Il reste – je l’ai écrit, ici, le 2 janvier dernier – l’une des figures les plus honorables de la vie politique de ce pays. Et je continue de penser qu’il y a quelque chose qui ne va pas dans ce pouvoir qu’ont désormais les juges de mettre, de fait, hors jeu un responsable de cette qualité. Le droit, soit. La punition rétroactive des délits liés, avant la loi, au financement occulte des partis, admettons. Mais est-ce le rôle de la justice de dire d’un homme politique qu’il a « trompé la confiance du peuple souverain » ? Est- ce aux magistrats d’apprécier si un élu a trahi ces « valeurs de service public » qui « constituent le cœur de l’enseignement dans les grandes écoles de la République » ? Et qui menace le principe de la séparation des pouvoirs : un premier ministre se déclarant « surpris », ce qui est tout de même son droit, par une décision de justice en effet hors normes – ou des juges que l’on devine saisis par l’ivresse d’écrire à leur façon, dans les prétoires, l’histoire politique, voire institutionnelle, de leur pays ?

Dans le roman de Marc Weitzmann (Une place dans le monde, Stock) une belle description de Tel-Aviv, cette ville étrange, sous-estimée, dont j’ai toujours pensé qu’elle inspirerait tôt ou tard un écrivain. C’est la partie finale du livre. Henri Froment, le narrateur, arrive en Israël où l’a convoqué le mystérieux Max Chapkin. Où est-il ? Que veut-il ? Qui est ce faussaire de génie qui a déjà ruiné la vie de Froment père et qui compte apparemment sur le fils pour écrire le dernier volume de ses Mémoires ? Pour l’heure, le rond point Dizengoff. Le béton fatigué de Ben Yehuda. Des vieux cinémas transformés en boîtes de nuit. Un front de mer étincelant, avec ses bars américains et ses embouteillages monstres. Des ruines de maisons coloniales coincées entre des immeubles modernes. Le plus beau quartier Bauhaus du monde. Des cubes de verre et de béton. Le vent. La mer. Une ville coincée, dit joliment Weitzmann, entre une « fondation inachevée » et une possible « destruction prochaine » – scène toute désignée pour l’ultime coup de théâtre d’un récit endiablé, et qui en comptait déjà quelques-uns. Israël, roman ?

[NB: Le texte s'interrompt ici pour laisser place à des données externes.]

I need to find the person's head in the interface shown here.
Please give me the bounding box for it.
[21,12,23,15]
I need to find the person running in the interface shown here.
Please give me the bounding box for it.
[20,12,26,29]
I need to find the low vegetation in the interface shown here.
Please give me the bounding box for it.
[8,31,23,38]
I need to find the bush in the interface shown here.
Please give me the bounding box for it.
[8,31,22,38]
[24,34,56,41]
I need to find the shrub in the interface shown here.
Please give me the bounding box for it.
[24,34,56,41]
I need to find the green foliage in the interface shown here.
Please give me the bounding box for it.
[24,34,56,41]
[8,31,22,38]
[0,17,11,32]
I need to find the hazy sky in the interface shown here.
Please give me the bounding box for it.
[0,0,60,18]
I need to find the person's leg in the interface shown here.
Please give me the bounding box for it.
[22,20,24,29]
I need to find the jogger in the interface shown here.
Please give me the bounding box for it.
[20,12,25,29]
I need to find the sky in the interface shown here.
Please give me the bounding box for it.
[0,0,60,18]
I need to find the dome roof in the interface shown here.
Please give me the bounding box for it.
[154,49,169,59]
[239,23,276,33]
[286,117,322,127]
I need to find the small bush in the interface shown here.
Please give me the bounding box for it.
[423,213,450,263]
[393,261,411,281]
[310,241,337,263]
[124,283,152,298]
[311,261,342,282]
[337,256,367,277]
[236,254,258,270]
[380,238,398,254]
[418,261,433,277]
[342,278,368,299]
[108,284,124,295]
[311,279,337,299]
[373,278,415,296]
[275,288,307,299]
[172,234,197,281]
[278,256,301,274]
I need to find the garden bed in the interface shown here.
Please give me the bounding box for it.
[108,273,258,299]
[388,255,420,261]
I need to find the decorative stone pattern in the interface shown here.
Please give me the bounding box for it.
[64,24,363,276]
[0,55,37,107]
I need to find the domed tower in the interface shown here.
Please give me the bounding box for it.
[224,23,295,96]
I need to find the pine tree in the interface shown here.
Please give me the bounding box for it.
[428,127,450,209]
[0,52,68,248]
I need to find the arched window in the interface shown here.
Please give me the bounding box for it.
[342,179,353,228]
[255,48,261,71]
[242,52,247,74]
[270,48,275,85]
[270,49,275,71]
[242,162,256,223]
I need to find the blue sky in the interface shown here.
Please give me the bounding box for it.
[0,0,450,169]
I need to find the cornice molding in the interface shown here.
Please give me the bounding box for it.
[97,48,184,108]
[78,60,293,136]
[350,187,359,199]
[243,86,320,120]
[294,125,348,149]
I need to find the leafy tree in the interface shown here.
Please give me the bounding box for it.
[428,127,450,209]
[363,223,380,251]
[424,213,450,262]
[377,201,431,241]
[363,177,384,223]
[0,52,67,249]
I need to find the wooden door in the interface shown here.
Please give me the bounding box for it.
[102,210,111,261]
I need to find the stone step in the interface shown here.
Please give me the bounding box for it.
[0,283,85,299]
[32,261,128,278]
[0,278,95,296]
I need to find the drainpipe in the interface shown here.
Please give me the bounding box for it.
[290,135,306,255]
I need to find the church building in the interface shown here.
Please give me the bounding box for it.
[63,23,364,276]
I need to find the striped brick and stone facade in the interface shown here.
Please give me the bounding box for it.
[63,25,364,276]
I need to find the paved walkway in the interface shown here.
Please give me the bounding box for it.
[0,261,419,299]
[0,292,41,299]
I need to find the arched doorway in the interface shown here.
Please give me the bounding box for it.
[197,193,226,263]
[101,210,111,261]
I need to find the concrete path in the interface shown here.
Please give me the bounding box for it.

« Faites la paix, pas l’amour » lance Amos Oz dans cet Aidez-nous à divorcer qu’il publie, ces jours-ci, chez Gallimard. C’est très exactement ce que j’appelle, moi, la « paix sèche ». Une paix sans lyrisme ni pathos. Sans émotion ni sentimentalité obligée. Une paix qui ne se croirait pas forcée d’inventer, en plus, on ne sait quelle formule magique soldant des décennies de conflit. Une paix qui – c’est le fond de l’affaire – romprait avec tout le raisonnement qui prévalait depuis trente ans et qui a culminé avec Oslo : étapes, petits pas, double et progressive reconnaissance et, au terme du processus, comme une sorte de couronnement ou de récompense ultimes, le partage de la terre, le compromis entre les rêves. Avec Oz, nous proposons l’inverse. La paix d’abord. Le compromis tout de suite. Un repositionnement de Tsahal sur des frontières sûres, reconnues, claires. Une rupture, autrement dit, avec une situation, la pire de toutes, qui oblige à livrer une guerre sans vraie ligne de front où chaque Israélien, de ce fait, devient une ligne de front à lui tout seul. Et, alors, seulement alors, au fil du temps, l’apprentissage de l’amour.